We performed RNA sequencing (RNA-seq) and H3K27ac chromatin immunoprecipitation sequencing (ChIP-seq) of individual VPR, p300core, and VPRP. Our data showed no observable off-targets using VPR on transcriptome level and chromatin modifications, which is consistent with previous studies, but we saw some off-target effects when using p300core individually or in combination. Our profiling implies that while CRISPRa-mediated transcription control is specific, the specificity of epigenetic effector p300core can be further optimized.

Methods

Single-guide RNA cloning

Single-guide RNAs (sgRNAs) were expressed from a lentiviral mouse U6-based expression vector that co-expresses Puro-T2A-BFP (pSLQ1373) from an EF1a promoter. New sgRNA sequences were generated by polymerase chain reaction (PCR) and introduced by InFusion cloning into the sgRNA expression vector that was digested with _Bst_XI and _Xho_I (see Supplementary Table S1 for sgRNA sequences).

Plasmid cloning

Individual constructs for dCas9 effectors used in this study are described in Supplementary Table S2, ordered by figure.
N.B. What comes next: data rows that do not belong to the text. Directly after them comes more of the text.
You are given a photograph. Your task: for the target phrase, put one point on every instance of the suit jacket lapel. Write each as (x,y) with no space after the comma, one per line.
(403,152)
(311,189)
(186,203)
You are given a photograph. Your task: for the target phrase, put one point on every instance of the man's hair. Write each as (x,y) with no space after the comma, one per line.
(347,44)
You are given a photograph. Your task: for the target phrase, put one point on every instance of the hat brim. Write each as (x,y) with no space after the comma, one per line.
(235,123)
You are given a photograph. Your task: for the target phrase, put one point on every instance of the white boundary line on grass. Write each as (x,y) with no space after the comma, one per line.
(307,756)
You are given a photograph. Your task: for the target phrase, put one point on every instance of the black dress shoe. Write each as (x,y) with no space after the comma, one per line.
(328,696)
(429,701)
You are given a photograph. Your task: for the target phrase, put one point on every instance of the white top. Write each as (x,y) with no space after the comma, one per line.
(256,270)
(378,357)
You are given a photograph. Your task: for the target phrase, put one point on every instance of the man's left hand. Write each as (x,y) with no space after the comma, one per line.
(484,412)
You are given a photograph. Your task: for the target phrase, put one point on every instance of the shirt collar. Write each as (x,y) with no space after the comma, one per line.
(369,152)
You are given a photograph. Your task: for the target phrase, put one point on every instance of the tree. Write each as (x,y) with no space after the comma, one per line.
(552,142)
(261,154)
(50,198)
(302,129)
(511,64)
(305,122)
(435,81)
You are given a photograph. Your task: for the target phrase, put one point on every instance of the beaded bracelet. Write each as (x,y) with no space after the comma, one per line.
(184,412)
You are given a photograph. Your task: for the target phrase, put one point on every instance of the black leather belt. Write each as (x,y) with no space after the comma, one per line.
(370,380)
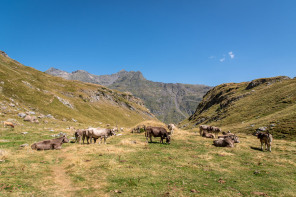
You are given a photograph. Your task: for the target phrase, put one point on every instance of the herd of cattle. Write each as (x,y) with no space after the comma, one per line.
(226,140)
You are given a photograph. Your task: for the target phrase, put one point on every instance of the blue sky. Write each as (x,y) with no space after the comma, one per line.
(186,41)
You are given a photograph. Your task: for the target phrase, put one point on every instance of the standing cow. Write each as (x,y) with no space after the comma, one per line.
(5,124)
(80,133)
(50,144)
(98,133)
(204,128)
(157,132)
(265,138)
(171,128)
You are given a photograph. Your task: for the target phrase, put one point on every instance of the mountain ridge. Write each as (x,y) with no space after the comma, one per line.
(24,90)
(268,103)
(170,102)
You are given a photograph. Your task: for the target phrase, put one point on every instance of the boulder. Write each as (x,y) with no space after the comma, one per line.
(22,115)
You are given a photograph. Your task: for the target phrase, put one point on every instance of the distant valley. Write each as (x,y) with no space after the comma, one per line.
(169,102)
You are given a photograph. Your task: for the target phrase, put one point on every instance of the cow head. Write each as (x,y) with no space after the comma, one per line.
(235,139)
(168,139)
(112,132)
(256,133)
(65,139)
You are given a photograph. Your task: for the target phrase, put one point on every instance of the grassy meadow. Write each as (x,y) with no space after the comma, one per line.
(128,166)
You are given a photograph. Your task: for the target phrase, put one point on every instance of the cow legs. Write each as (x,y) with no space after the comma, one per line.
(269,147)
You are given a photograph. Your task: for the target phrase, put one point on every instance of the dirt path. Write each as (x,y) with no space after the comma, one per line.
(64,185)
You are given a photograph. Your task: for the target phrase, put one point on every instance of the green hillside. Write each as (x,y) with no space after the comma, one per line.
(24,89)
(244,107)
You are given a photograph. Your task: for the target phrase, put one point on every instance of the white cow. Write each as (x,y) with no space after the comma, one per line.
(171,127)
(99,133)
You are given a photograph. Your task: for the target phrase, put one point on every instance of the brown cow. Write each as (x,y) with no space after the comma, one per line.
(8,124)
(265,138)
(231,136)
(207,135)
(171,128)
(157,132)
(226,142)
(79,133)
(216,130)
(203,128)
(50,144)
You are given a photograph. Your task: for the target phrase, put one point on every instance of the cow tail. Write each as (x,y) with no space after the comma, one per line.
(33,146)
(269,138)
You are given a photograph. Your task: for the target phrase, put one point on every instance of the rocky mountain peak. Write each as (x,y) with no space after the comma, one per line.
(3,54)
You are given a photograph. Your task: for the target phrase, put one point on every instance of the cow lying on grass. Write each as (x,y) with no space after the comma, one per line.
(226,141)
(157,132)
(8,124)
(207,135)
(97,133)
(50,144)
(209,129)
(265,138)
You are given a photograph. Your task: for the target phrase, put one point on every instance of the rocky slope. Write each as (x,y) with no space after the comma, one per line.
(26,90)
(243,107)
(169,102)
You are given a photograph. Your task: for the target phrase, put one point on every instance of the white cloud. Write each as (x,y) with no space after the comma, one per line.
(222,59)
(231,55)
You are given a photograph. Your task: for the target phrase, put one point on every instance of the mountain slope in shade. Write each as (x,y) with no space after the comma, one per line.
(169,102)
(243,107)
(25,89)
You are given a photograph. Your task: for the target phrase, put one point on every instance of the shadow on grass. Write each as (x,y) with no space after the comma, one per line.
(157,143)
(256,148)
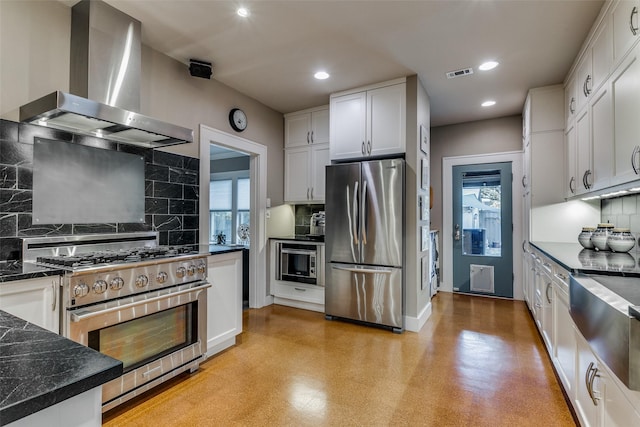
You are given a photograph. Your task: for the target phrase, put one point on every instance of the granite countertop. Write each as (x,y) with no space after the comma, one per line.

To assemble the doxycycline (dox)-inducible dCas9–effector constructs, human codon-optimized SpdCas9 (a gift from Martin Jinek) was fused at the C-terminus with an HA tag and two SV40 nuclear localization signals, followed by the effector. The VPR effector1 was assembled by fusing the activation domain of VP64 with the activation domain of p65 (p65AD) and RTA with two GS linkers with a SV40 NLS between VP64 and p65. The p300core and p300core (D1399Y) effectors were a gift from Charles Gersbach (Addgene plasmid nos. 61357 and 61358).5 All transformations containing plasmids with p300core were grown at 30°C.

For visualization, sfGFP was fused at the C-terminus of the effector following a P2A peptide. This cassette is driven by the TRE3G dox-inducible promoter. Zeocin resistance and TetOn 3G transactivator expression is driven by the EF1a promoter. These cassettes were cloned into a PiggyBac plasmid containing PiggyBac homology arms. The SadCas9 (a gift from Feng Zhang; Addgene plasmid no. 61594) constructs were driven by the SSFV promoter and contained a C-terminal P2A mCherry fusion.

Lentiviral production

293LX cells were seeded 24 h prior to transfection. On the day of transfection, the cells reached between 60% and 80% confluence. Lentivirus was produced by transfecting with the pHR-sgRNA expression vector in addition to pMD2.G and pCMV-dR8.91 using TransIT-LT1 transfection reagent (Mirus). A media exchange was conducted 24 h after transfection, and lentivirus was collected 48 h after transfection and filtered through a 0.45 μm filter. Crude lentivirus was collected and stored immediately at −80°C.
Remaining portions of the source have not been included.